Since its decision in Mincey, the United States Supreme Court has decided Thompson v. Louisiana, 469 U.S. 17, 105 S.Ct 409, 83 L.Ed.2d 246 (1984), a case which the Supreme Court found to be in direct conflict with the requirements of Mincey, and which is remarkably similar on its facts to the present case. Because of the factual similarity of these two cases, we quote that portion of the Supreme Court’s opinion setting forth the facts:
“The Louisiana Supreme Court states the facts as follows:
“ ‘On May 18, 1982, several deputies from the Jefferson Parish Sheriff’s Department arrived at [petitioner’s] home in response to a report by the [petitioner’s] daughter of a homicide. The deputies entered the house, made a cursory search and discovered [petitioner’s] husband dead of a gunshot wound in a bedroom and the [petitioner] lying unconscious in another bedroom due to an apparent drug overdose. According to the [petitioner’s] daughter, the [petitioner] had shot her husband, then ingested a quantity of pills in a suicide attempt, and then, changing her mind, called her daughter, informed her of the situation and requested help. The daughter then contacted the police. Upon their arrival, the daughter admitted them into the house and directed them to the rooms containing the [petitioner] and the victim. The deputies immediately transported the then unconscious [petitioner] to a hospital and secured the scene. Thirty-five minutes later two members of the homicide unit of the Jefferson Parish Sheriff’s Office *738arrived and conducted a follow-up investigation of the homicide and attempted suicide.
“ ‘The homicide investigators entered the residence and commenced what they described at the motion to suppress hearing as a “general exploratory search for evidence of a crime.” During their search, which lasted approximately two hours, the detectives examined each room of the house.’ State v.

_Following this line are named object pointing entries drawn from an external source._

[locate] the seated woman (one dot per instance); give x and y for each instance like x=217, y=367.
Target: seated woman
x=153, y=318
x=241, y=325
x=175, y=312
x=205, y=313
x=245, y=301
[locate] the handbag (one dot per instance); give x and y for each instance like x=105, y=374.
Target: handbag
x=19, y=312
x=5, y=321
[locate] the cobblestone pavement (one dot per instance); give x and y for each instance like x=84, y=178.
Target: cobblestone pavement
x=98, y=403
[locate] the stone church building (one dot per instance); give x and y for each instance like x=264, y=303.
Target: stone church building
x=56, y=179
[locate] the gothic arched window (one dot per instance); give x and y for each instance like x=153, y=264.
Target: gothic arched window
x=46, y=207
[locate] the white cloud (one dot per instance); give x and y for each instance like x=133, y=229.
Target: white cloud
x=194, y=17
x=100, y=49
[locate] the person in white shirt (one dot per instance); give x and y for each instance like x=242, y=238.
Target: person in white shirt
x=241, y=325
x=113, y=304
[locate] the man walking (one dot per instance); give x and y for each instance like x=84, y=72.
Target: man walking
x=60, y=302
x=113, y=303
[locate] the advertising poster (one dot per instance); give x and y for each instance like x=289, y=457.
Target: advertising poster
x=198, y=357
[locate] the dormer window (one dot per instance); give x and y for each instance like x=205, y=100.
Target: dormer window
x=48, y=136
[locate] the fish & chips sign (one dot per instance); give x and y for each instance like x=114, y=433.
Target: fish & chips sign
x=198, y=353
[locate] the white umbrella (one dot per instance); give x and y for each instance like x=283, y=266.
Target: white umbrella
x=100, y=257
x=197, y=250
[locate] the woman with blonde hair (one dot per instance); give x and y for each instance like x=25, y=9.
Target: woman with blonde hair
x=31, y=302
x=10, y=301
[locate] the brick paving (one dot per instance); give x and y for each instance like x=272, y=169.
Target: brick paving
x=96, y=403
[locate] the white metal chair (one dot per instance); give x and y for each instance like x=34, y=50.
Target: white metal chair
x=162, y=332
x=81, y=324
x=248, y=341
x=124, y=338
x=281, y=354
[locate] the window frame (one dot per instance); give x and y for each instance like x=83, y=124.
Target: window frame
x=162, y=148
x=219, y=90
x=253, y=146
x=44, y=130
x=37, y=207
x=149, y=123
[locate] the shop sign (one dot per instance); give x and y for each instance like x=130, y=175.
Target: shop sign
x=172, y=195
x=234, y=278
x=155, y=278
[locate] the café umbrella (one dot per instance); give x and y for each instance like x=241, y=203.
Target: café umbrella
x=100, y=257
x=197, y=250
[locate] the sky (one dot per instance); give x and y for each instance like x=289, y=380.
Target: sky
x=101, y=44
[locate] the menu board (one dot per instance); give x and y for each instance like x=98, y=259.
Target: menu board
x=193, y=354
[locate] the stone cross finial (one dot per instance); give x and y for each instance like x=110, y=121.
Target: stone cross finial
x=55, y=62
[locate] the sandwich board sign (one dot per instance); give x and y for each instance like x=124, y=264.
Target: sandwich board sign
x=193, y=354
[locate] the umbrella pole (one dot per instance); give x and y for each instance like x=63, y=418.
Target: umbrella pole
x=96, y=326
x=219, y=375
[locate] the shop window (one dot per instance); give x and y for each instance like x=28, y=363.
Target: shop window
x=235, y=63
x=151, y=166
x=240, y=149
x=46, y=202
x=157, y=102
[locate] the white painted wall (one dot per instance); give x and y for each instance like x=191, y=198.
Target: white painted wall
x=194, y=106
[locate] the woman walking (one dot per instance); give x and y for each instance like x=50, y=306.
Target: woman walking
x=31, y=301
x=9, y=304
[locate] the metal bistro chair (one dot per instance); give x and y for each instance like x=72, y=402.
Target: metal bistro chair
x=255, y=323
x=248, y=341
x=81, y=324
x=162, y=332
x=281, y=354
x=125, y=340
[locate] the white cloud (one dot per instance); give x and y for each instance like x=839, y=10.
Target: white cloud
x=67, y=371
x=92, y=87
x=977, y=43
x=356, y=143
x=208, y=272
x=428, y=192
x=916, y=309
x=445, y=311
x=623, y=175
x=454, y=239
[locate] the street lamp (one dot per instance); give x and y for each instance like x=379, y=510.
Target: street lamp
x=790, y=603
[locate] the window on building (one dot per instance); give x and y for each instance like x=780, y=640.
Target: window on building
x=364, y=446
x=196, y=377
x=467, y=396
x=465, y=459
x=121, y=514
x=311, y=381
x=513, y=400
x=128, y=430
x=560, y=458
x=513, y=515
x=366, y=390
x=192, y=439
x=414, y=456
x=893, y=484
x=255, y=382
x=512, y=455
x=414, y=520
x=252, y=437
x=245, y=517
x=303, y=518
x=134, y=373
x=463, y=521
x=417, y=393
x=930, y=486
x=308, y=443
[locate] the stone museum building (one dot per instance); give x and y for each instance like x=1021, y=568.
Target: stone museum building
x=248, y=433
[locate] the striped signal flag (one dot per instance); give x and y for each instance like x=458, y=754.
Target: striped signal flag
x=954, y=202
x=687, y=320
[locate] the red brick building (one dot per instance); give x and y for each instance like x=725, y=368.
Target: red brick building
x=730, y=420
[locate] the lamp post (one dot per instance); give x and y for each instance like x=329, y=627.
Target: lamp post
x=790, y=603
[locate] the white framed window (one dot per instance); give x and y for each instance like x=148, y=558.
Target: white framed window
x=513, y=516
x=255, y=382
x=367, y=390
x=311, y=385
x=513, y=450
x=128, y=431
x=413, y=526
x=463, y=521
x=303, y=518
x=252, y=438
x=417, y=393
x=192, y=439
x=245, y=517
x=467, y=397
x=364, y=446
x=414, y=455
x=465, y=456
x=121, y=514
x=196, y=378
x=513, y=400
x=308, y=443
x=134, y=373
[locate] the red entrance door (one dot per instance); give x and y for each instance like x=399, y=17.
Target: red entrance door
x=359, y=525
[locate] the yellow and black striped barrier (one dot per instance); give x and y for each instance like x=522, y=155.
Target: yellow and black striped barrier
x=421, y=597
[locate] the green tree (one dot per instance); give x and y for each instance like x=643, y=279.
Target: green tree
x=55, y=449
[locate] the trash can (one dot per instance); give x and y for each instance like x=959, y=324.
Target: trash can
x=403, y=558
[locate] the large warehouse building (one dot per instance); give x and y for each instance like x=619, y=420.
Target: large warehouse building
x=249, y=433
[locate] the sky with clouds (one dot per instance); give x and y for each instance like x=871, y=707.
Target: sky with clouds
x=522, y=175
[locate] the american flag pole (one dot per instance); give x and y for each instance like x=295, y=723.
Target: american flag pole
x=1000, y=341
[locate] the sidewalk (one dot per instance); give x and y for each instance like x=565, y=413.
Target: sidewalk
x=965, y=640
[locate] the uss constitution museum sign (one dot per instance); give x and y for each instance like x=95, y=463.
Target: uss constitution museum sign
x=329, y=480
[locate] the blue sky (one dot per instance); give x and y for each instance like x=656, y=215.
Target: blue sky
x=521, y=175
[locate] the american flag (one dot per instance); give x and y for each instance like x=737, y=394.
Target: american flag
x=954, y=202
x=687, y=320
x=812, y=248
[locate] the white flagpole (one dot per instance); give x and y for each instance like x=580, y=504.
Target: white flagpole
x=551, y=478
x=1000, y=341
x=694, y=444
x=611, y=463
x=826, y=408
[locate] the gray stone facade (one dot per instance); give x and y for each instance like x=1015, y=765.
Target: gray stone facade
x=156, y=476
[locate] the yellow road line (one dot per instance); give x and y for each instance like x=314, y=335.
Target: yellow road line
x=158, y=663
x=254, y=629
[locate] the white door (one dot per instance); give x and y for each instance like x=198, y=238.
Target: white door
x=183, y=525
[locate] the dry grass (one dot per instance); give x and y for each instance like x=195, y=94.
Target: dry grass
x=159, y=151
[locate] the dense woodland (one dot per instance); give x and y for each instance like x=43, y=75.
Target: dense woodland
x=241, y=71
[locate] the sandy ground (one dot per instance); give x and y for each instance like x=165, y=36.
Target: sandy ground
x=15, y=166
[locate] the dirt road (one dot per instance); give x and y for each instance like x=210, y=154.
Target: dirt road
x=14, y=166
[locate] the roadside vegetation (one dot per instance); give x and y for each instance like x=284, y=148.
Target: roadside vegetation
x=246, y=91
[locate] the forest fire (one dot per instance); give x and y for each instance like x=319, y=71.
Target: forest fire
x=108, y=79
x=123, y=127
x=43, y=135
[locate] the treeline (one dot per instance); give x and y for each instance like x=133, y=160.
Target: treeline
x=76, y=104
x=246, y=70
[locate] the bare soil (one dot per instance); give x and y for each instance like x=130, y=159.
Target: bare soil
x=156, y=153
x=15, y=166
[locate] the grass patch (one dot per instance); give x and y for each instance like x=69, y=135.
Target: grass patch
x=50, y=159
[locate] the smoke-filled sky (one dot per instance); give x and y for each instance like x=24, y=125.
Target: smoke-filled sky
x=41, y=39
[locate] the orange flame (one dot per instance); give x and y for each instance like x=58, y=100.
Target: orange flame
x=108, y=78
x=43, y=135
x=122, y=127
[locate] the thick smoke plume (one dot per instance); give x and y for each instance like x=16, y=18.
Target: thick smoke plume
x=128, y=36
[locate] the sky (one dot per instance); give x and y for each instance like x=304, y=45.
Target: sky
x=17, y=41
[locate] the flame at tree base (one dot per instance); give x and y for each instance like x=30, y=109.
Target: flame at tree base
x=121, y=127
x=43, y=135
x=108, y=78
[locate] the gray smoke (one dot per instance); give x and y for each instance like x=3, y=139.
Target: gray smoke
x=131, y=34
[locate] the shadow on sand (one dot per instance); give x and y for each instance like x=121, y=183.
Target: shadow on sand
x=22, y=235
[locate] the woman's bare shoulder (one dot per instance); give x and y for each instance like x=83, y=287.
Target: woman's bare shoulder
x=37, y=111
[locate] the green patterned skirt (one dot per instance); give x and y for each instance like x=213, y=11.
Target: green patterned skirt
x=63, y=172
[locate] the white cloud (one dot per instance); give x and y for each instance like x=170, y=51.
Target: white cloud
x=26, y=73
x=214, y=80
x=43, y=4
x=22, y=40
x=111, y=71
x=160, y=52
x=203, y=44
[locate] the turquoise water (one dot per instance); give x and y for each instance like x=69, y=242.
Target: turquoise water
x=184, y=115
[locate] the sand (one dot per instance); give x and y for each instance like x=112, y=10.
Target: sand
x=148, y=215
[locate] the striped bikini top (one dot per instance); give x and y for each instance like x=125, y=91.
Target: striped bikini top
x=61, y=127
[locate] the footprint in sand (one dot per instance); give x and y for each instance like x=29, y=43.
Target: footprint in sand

Thompson, 448 So.2d 666, 668 (La.1984).
“Petitioner was subsequently indicted for the second degree murder of her husband. She moved to suppress three items of evidence discovered during the search, including a pistol found inside a chest of drawers in the same room as the deceased’s body, a torn up note found in a wastepaper basket in an adjoining bathroom, and another letter (alleged to be a suicide note) found folded up inside an envelope containing a Christmas card on the top of a chest of drawers. All of this evidence was found in the ‘general exploratory search for evidence' conducted by two homicide investigators who arrived at the scene approximately 35 minutes after petitioner was sent to the hospital. See ibid. By the time those investigators arrived, the officers who originally arrived at the scene had already searched the premises for other victims or suspects. See Mincey, ..., 437 U.S. at 392, 98 S.Ct., at 2413.”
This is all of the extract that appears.